One of the challenges we face in running national surveys is the tension between wanting to make improvements and the need for consistency.
We provide benchmarks to providers, compare them to groups of others. We can adjust for subject and demographic factors. We can dig in to look at relationships between engagement and perceptions of course delivery. Yet, the best benchmark is always the previous years within the same organisation. Whilst context varies so widely between institutions, much of the same structures and agents will be in place from one year to the next within an institution. That leaves the central variables as change within the institution and the new student cohort. Thus, improvement can often be readily identified and random noise discarded.
Yet, we cannot preserve our surveys in aspic. Priorities change and so must the measures we use to estimate and stimulate enhancement. Every year we have bright ideas to reflect current trends, feedback from HE providers calling for tweaks or improvements, or changes in survey platforms that allow us to do more. But even what seems like a minor change can impact on hard won trends.
In a prior revision of the Postgraduate Taught Experience Survey (PTES) the section on student motivations was moved from the front of the survey to the back of the attitudinal questions. It was thought that the priority was to have students answer questions around learning and teaching, and to reflect this these attitudinal questions should be placed first on the survey. Yet, despite there being no other changes, the responses to the motivations questions changed. Not a radical change, but one that was noticeable in the trends of the survey. This should have been expected, but to understand why, we need to look at how surveys actually work.

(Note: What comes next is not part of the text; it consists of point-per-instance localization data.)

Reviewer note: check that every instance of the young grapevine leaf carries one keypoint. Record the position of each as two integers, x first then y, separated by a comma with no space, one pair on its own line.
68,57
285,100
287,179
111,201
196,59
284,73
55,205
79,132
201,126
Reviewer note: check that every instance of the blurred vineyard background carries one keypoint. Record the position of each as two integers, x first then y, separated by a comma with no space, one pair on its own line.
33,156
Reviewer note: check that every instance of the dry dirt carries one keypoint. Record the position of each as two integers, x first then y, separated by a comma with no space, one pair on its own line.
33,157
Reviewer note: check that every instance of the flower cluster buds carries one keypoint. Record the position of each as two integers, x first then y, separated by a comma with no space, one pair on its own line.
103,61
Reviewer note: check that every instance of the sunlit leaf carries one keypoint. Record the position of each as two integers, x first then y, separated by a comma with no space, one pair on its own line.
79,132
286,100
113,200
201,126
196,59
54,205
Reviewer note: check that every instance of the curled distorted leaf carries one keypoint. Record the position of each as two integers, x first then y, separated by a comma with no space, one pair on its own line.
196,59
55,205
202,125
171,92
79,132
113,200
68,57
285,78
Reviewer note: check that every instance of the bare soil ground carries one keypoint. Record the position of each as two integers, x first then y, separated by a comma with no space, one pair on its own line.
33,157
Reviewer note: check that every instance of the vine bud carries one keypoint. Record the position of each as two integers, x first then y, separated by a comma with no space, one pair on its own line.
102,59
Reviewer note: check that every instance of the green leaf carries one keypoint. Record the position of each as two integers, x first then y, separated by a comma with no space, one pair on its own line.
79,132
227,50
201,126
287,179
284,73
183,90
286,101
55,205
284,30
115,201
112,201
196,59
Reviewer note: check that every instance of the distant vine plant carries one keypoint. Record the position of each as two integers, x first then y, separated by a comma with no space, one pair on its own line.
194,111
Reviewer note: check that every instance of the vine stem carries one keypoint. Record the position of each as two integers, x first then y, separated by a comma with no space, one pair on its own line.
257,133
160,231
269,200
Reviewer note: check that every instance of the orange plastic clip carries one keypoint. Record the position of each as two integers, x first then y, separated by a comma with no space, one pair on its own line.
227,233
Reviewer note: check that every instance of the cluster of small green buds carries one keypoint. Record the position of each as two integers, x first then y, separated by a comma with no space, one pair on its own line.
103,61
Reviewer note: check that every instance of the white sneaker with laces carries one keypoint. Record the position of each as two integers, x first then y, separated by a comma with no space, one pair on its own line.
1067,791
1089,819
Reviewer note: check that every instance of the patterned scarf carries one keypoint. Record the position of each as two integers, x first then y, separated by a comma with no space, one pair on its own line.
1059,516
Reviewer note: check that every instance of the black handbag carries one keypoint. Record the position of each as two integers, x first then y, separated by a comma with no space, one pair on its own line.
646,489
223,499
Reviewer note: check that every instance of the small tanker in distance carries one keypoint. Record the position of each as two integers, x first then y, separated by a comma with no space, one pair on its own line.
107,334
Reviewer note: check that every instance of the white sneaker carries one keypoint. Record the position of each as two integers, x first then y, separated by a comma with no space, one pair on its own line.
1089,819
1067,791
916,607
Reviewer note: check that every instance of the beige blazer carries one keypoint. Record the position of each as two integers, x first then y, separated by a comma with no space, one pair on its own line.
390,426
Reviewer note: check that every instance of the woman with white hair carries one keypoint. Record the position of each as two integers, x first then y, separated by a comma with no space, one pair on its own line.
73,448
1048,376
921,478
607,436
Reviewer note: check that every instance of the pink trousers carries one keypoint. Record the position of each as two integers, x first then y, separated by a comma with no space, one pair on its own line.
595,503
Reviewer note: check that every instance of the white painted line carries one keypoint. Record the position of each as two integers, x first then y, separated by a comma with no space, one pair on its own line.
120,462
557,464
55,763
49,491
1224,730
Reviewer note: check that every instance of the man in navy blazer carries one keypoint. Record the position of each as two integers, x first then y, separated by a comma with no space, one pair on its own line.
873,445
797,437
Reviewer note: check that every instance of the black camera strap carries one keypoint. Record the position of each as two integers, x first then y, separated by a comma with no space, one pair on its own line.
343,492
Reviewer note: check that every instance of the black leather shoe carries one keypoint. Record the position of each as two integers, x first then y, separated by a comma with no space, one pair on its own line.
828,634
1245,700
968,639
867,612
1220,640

One of my favourite papers on this is that by Zaller and Feldman – “A simple theory of survey response”. As they say ‘individuals typically do not develop “true attitudes” of the type that opinion analysts routinely assume, but possess a series of autonomous and often inconsistent reactions to the questions asked by pollsters’. In other words - what is in the head of the respondent at the time of answering a question dictates how they will answer it, and that includes what was asked before. Context matters, and if you move a survey question, you will get a different answer.
For our motivations questions, students became less likely to give just one motivation for taking their course, and slightly more likely to give three or four motivations for attending a course. It was a subtle shift that only affected some, but for those students the process of reflecting on their course for five minutes before answering the motivations questions appeared to change their response. The risk is that such a change is interpreted as a change it the student experience, rather than the way we are attempting to measure it.
If that change was minor, the revision to the Postgraduate Research Experience Survey (PRES) in 2013 and PTES in 2014 were major. Trends were lost, or bucked in response to changing positions and scales. Efforts can be made to contextualise the shifts, but with every change that most exact of benchmarks, the year on year measurement within the same organisation, is lost. In the discussions about revisions to the NSS, there has been a big push from HE providers to retain much of the format. Whilst there are an army of scholars that would love to change the format of the NSS, losing the wider context of trends risks beginning from ground zero. With any change, we need to ensure that the knowledge built up in a previous incarnation is not lost, and that we understand just a word or a shift of place can change how the respondent experiences the survey and thus their response. Most of all, trends help show that glorious peaks and miserable troughs were nothing but random fluctuations and cohort effects. They help remove the temptation for knee-jerk panic and broaden out the picture to show what really impacts on experience: what initiatives have worked; what changes have had negative impact; what was just an artefact of that autonomous and inconsistent being, the respondent.